Todo el grupo, excepto Manfred, que se dirigió acompañando a los maleteros a la consigna de equipajes para dejar en ella momentáneamente las maletas, se encaminó a la cafetería de la estación reservada a los pasajeros de los coches cama y a los de primera clase, ya que era allí donde habían quedado para reunirse con Eric. Leonard empujó la puerta giratoria para que entraran las mujeres, luego lo hicieron él y Stefan y finalmente Hanna y Sigfrid. El lujoso local se veía concurrido de gentes de elevado nivel y el servicio era el que correspondía a una clientela de alto poder adquisitivo. Los granates sofás capitonés, los oscuros muebles, los techos artesonados, los grandes mostradores, la reluciente cafetera cromada repujada con adornos de latón cobrizo, todo invitaba al confort y al silencio. El grupo se situó en una de las mesas del fondo del salón y, apenas acomodados, acudió presto un mesero que, sobre el uniforme, llevaba un mandil de color verde con el escudo de la compañía de los grandes expresos europeos, dispuesto, lápiz en ristre, a tomar nota del pedido. Hanna, que conocía sus gustos, pidió por Eric y por su hermano pequeño. Al cabo de un tiempo comparecieron ambos, cada uno venía de su avío, el ambiente era tenso y, en un momento dado, se hizo un extraño silencio. Hanna se dio cuenta de que algo ocurría e indagó:

—No sé lo que les pasa, esto en vez de un viaje de placer parece el funeral de alguien querido.

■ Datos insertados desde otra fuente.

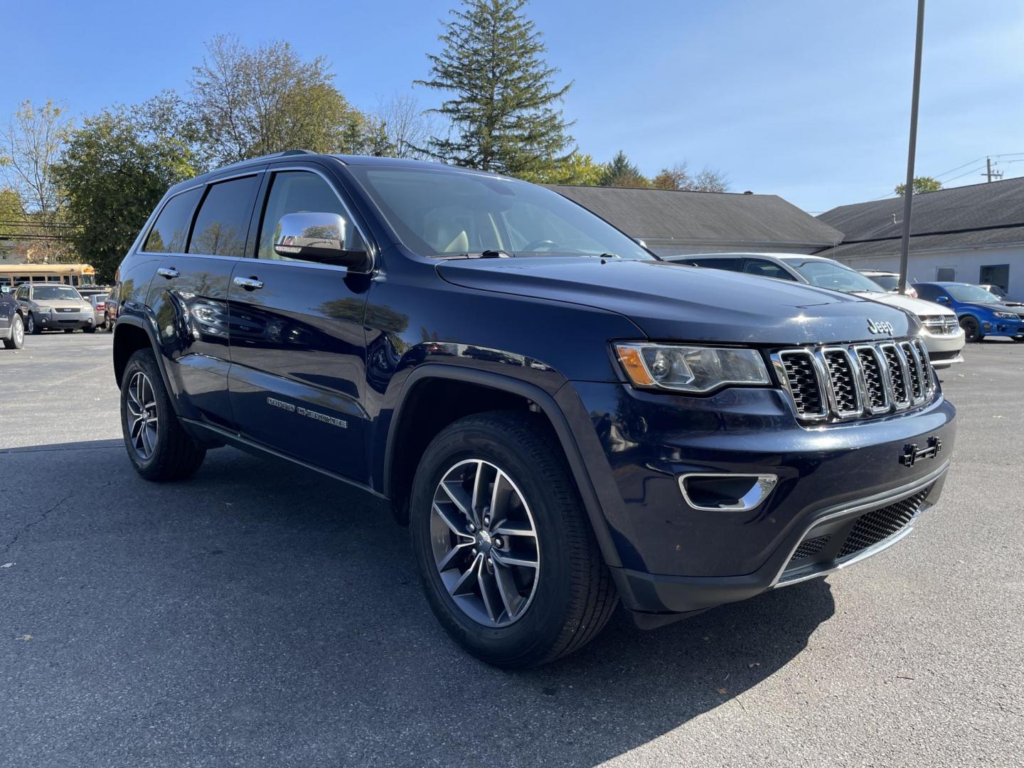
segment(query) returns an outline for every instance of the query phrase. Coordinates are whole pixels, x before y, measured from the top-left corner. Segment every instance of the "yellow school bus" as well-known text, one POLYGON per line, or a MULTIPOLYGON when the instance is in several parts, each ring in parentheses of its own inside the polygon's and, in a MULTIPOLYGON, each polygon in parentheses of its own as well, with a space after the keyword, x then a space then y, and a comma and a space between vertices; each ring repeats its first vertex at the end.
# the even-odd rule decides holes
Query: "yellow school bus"
POLYGON ((89 264, 0 264, 0 286, 14 287, 23 283, 94 286, 96 270, 89 264))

—Tienes razón, hija, por lo que a mí respecta, cada vez se me hace más cuesta arriba salir de casa —comentó Gertrud.

—A mí sí que se me hace un mundo el que te vayas aunque sea por unos días, Hanna.

—Pasarán muy deprisa Eric, ya lo verás. Además, así podré ver lo que me quieres —dijo coqueta, bajando la voz—. La distancia, si el amor es firme, lo aumenta y si es frágil, lo rompe.

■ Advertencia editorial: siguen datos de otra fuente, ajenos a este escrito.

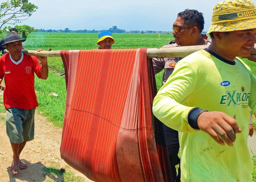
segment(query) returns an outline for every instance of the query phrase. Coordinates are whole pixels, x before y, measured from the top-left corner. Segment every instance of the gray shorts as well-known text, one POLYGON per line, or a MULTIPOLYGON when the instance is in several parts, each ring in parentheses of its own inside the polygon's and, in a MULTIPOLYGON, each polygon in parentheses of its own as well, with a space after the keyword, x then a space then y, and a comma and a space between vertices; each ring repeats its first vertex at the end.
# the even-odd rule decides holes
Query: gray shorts
POLYGON ((11 107, 6 110, 6 132, 10 142, 20 143, 34 139, 35 108, 20 109, 11 107))

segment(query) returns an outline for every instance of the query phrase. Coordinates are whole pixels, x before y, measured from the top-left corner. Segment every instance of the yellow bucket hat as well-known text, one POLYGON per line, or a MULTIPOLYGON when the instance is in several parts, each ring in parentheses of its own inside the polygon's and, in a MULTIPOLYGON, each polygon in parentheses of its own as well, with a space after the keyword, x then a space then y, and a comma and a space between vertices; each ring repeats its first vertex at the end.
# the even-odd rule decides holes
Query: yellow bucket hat
POLYGON ((115 43, 115 41, 114 39, 112 37, 112 33, 109 31, 102 31, 99 34, 99 40, 98 40, 97 44, 99 45, 99 43, 101 41, 102 41, 106 38, 109 37, 112 39, 112 43, 114 44, 115 43))
POLYGON ((207 32, 231 32, 256 28, 256 8, 250 0, 227 0, 213 8, 207 32))

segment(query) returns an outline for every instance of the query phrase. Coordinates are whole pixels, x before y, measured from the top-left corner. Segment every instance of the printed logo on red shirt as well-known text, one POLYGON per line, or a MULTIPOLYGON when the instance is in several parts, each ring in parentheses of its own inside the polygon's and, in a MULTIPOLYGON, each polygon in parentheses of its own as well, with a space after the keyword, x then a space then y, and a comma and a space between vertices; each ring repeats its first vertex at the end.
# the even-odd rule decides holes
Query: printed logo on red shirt
POLYGON ((175 65, 176 65, 176 62, 172 62, 169 64, 169 66, 172 68, 175 67, 175 65))
POLYGON ((25 68, 26 70, 26 72, 28 74, 30 74, 31 73, 31 71, 32 70, 32 68, 30 66, 27 66, 25 68))
POLYGON ((5 74, 8 74, 9 73, 11 73, 11 71, 10 71, 10 70, 5 70, 5 74))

—No digas tonterías, te voy a echar mucho de menos.

Llegó el camarero con una bandeja repleta, en milagroso equilibrio sobre su hombro derecho y situó, frente a cada cual, el pedido. Leonard, tras una ligera discusión con Stefan, que insistía en abonar la cuenta, pagó y el hombre se alejó del grupo tras una historiada reverencia motivada por la generosa propina. Stefan tomó una cucharilla y golpeó con ella su copa, que vibró con un sonido cristalino, recabando la atención de todos; luego la alzó y brindó en voz muy baja:

Lejaim![62] Como puedes comprobar sé hablar tu lengua, Leonard.

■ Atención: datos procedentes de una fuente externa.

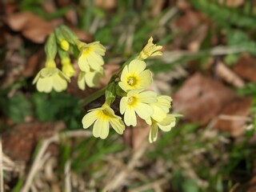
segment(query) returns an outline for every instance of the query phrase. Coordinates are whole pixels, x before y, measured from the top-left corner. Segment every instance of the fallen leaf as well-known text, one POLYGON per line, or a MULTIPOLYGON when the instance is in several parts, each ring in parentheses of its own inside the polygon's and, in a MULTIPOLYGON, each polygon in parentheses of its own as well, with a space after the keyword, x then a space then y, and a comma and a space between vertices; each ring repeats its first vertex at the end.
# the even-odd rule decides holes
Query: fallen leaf
POLYGON ((234 96, 234 93, 221 82, 195 74, 174 94, 173 106, 185 119, 205 125, 234 96))
POLYGON ((95 6, 104 10, 112 10, 116 7, 117 1, 116 0, 95 0, 95 6))
POLYGON ((234 65, 233 70, 240 77, 256 82, 256 59, 248 53, 245 53, 234 65))
POLYGON ((252 105, 251 98, 236 98, 221 111, 216 124, 218 130, 227 131, 233 137, 240 136, 245 130, 246 117, 252 105))
POLYGON ((177 1, 177 7, 181 10, 188 10, 191 8, 191 4, 188 0, 177 1))
POLYGON ((242 6, 245 3, 245 0, 226 0, 225 3, 227 6, 237 7, 242 6))
POLYGON ((15 161, 27 162, 40 139, 64 129, 65 124, 62 122, 18 124, 2 134, 3 151, 15 161))

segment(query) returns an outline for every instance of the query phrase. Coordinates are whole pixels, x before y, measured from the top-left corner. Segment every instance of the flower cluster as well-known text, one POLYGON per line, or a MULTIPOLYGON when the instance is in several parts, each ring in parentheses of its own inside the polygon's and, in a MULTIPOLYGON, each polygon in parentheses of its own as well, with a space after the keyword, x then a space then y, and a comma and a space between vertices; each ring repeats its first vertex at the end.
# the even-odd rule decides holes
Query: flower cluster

Todos alzaron sus respectivas consumiciones; Anelisse y Gertrud sus tacitas de porcelana con el té, en un gesto simbólico.

—Por la de todos, amigo mío, y para que pronto estemos de nuevo reunidos.

—Dentro de quince días —replicó Hanna—. No entiendo las solemnidades que rodean este viaje.

—Sin duda, hija mía, los mayores somos muy sentimentales.

Cuando ya la conversación se fragmentó, y los jóvenes hablaron de sus cosas y los mayores de las suyas, Leonard acercó sus labios al oído de su amigo.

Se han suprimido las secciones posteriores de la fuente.